Fourth, compression caused by immobilization such as splint or cast and leg edema as a cause of peroneal neuropathy during treatment process can be a cause of indirect injury. Baima and Krivickas
22 reported that injury of ligament or bone could cause peroneal neuropathy, but peroneal neuropathy occurred more frequently during treatment process than during traumatic event and mentioned these. There was a general notion that nerve injury after fracture would be caused by direct trauma, but as mentioned above, there are many cases that have reported consistently about peroneal neuropathy that occurred during the treatment or healing process of fracture. In addition, there are many cases that have been reported about other peripheral neuropathies that occurred during the healing or treatment process of fracture.
23,
24
Meanwhile, the fact that common peroneal neuropathy was covered only by the skin and fascia at the head and neck portion of the fibula support the hypothesis that peroneal nerve can be easily damaged by the direct contusion or laceration. In other words, peroneal nerve can be damaged by the direct injury mechanism. Nine cases in our study had fibular head fracture, and the direct damage caused by contusion or compression could be suspected as the mechanism of peroneal nerve injury.

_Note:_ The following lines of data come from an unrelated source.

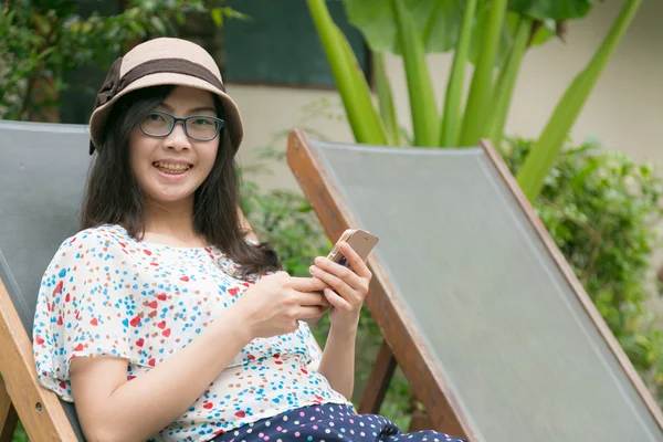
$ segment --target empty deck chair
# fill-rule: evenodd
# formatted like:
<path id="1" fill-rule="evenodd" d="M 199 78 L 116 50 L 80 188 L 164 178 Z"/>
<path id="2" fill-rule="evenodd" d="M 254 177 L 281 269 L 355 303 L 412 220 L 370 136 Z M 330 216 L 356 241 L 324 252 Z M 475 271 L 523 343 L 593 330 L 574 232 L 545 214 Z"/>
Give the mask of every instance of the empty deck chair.
<path id="1" fill-rule="evenodd" d="M 472 442 L 663 441 L 639 375 L 488 143 L 420 149 L 291 134 L 287 161 L 327 235 L 380 242 L 367 306 L 435 430 Z"/>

In this study, there was no statistical significance in the correlation between the existence of fibular head fracture and the severity or the electrodiagnostic findings. Neither was there any statistical significant relationship between the site of fracture and the severity or the electrodiagnostic findings in the group without fibular head fracture. Therefore we expect there would be no difference in prognosis according to the existence of fibular head fracture or the site of fracture. Also, considering the fact that there were only 2 patients with complete lesion out of the total set of 34 patients, close observation for occurrence of peroneal neuropathy during healing and treatment process will be needed and if peroneal neuropathy occurs, intensive rehabilitation and follow up of patients will be needed because there is a possibility for recovery.

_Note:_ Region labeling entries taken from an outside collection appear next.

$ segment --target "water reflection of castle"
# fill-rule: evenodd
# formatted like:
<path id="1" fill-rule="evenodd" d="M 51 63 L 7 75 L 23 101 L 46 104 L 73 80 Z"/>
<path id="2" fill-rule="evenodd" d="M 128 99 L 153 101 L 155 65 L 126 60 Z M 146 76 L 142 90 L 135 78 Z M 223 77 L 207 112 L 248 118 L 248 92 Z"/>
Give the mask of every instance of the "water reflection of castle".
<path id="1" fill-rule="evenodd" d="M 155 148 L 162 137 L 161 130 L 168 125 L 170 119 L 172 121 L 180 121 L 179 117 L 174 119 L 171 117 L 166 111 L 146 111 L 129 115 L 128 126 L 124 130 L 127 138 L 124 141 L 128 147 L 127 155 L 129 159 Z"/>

In our study, there were 9 patients that could be considered as cases for direct nerve injury, even though there were more patients that could be considered as patients with the indirect nerve injury, peroneal neuropathy by the direct nerve injury must not be underestimated.

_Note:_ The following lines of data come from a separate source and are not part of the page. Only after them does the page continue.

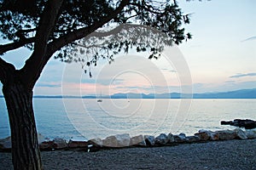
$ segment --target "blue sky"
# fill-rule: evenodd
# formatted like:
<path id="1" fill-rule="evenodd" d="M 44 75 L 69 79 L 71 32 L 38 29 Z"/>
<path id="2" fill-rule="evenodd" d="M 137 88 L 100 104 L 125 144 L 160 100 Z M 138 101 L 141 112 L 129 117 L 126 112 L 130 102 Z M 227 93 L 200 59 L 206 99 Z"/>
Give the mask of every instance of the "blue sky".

There are some limitations in our study. The number of subjects was relatively small. Electrodiagnostic studies were not performed by one person, because this study was performed retrospectively, we could not consider the error of inter-reliability. In addition, we could not fully estimate the relationship between the electrodiagnostic study and clinical symptoms because of poor description of medical records and it was not easy for us to check correct duration from the onset in some cases. Imaging studies such as ultrasonography were not performed in the group that was considered as the indirect nerve injury to find out structural damage of the nerve. However, it was meaningful to verify that there was no statistical significance in the correlation between the severity and incidence of peroneal neuropathy or the site of fracture. It would be beneficial in further research for mechanism of peroneal neuropathy, to perform combined imaging studies such as ultrasonography or MRI for confirmation of the structural damage and study the relation between those findings with the electrodiagnostic findings.